PlayStation 3 is very bizarre indeed. For the most part it is still v-synced (a virtually unnoticeable 0.1 per cent of torn frames here, all of them lurking near the bottom of the screen, almost impossible to see), but the massive variation in the frame-rate introduces some horrible judder and a quite off-putting variance in controller response.
It's difficult to recommend the unlocked frame-rate on either console. The games are designed around 30FPS, and the impact to image quality on both systems is considerable. However, at least it feels as though there is some advantage to using it on Xbox 360 - controller response overall feels crisper, even if the tearing is truly horrific.
Moving back to the prescribed locked frame-rate modes, initially it seems that we're looking at a like-for-like experience. Lessons have clearly been learned from the lamentable PS3 rendition of the original BioShock, which was considerably inferior to the 360 build by just about all measurable technical criteria.
For starters, the sub-HD resolution of PS3 BioShock is gone: both versions are running at native 720p, and both feature no anti-aliasing.
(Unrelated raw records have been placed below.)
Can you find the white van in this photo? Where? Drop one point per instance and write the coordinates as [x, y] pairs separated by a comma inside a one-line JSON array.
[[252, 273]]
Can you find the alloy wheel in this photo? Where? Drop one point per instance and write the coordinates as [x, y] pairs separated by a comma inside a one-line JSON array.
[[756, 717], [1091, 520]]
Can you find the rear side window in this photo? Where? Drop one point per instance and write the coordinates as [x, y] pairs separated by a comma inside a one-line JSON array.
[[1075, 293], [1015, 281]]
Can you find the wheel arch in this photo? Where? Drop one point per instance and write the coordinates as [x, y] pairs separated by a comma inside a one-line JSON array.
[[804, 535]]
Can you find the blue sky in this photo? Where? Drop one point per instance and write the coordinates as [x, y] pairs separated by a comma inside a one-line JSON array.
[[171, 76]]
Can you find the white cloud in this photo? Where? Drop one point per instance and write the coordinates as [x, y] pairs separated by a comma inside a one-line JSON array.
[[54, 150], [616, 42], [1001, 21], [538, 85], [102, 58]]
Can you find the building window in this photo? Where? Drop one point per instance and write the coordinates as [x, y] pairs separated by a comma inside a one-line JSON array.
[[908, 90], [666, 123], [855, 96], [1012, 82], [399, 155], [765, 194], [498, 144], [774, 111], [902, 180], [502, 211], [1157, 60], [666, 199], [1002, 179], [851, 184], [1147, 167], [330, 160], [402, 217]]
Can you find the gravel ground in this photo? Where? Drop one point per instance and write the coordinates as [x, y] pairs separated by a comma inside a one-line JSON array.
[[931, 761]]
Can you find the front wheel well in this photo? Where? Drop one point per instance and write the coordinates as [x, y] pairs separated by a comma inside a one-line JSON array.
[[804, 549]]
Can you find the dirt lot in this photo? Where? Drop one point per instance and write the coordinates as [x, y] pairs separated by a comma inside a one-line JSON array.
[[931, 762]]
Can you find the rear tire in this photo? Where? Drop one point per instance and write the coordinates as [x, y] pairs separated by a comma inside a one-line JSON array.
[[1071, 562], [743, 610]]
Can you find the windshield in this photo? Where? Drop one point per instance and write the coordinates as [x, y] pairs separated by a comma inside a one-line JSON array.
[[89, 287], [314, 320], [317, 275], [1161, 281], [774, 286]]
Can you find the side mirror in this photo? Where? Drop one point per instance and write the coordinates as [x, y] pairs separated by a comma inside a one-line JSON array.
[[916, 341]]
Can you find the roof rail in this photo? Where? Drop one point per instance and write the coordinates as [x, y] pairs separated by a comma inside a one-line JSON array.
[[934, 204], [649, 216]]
The blur filter added to PS3 BioShock (and removed in a subsequent patch) thankfully does not return. And, as we've seen, while frame-rate isn't spectacular, it feels more refined than the last game.
The big visual differentiator between the two games comes down to the handling of transparent "alpha" textures. These eat up bandwidth and fill-rate on the consoles, and as regular Digital Foundry readers will know, the 10MB dedicated RAM attached directly to the Xbox 360's Xenos GPU can give the Microsoft console a very real advantage here.
A very common solution on PS3 is to reduce the resolution of these textures: Killzone 2 for example scales them up from a quarter-resolution buffer, but adds multi-sampling anti-aliasing to smooth off the edges. For effects that are on-screen for a split second (for example, explosions) it's very hard for the human eye to notice much difference: it's a massive bandwidth-saver, with little impact on overall image quality.
BioShock 2 employs the same trick with its transparencies (without the MSAA). A massive amount of the game's alpha textures are rendered with a quarter-resolution buffer, which is fine, except for one problem: these aren't on-screen for a split second, they are there a lot of the time. All of the water, particles and fire effects in BioShock 2 are rendered in this way, meaning that depending on the scene, some or even all of the screen is being generated at quarter-HD resolutions.
Even some of the neon decals have a quarter-res effect on them that stays constant no matter how far you are away from them - the upshot being that, weirdly, the further away you move from the texture, the more obvious it becomes. To some extent or another, the sub-HD elements are with you for much of the game. After all, Rapture is an undersea city springing a hell of a lot of leaks: water is everywhere. It's as much a part of the BioShock 2's signature look as the art deco architectural style. Even transparent items such as EVE hypos exhibit the effect.
What's odd is that this can result in some very weird and unattractive effects that I'm not sure are artifacts of this decision, or simply bugs in the game: the final shot of the vanquished Big Sister reminds me somewhat of the low-res texture bug with the Big Daddies in the PS3 version of the first BioShock. Not pretty, and it's difficult to understand why it's happening.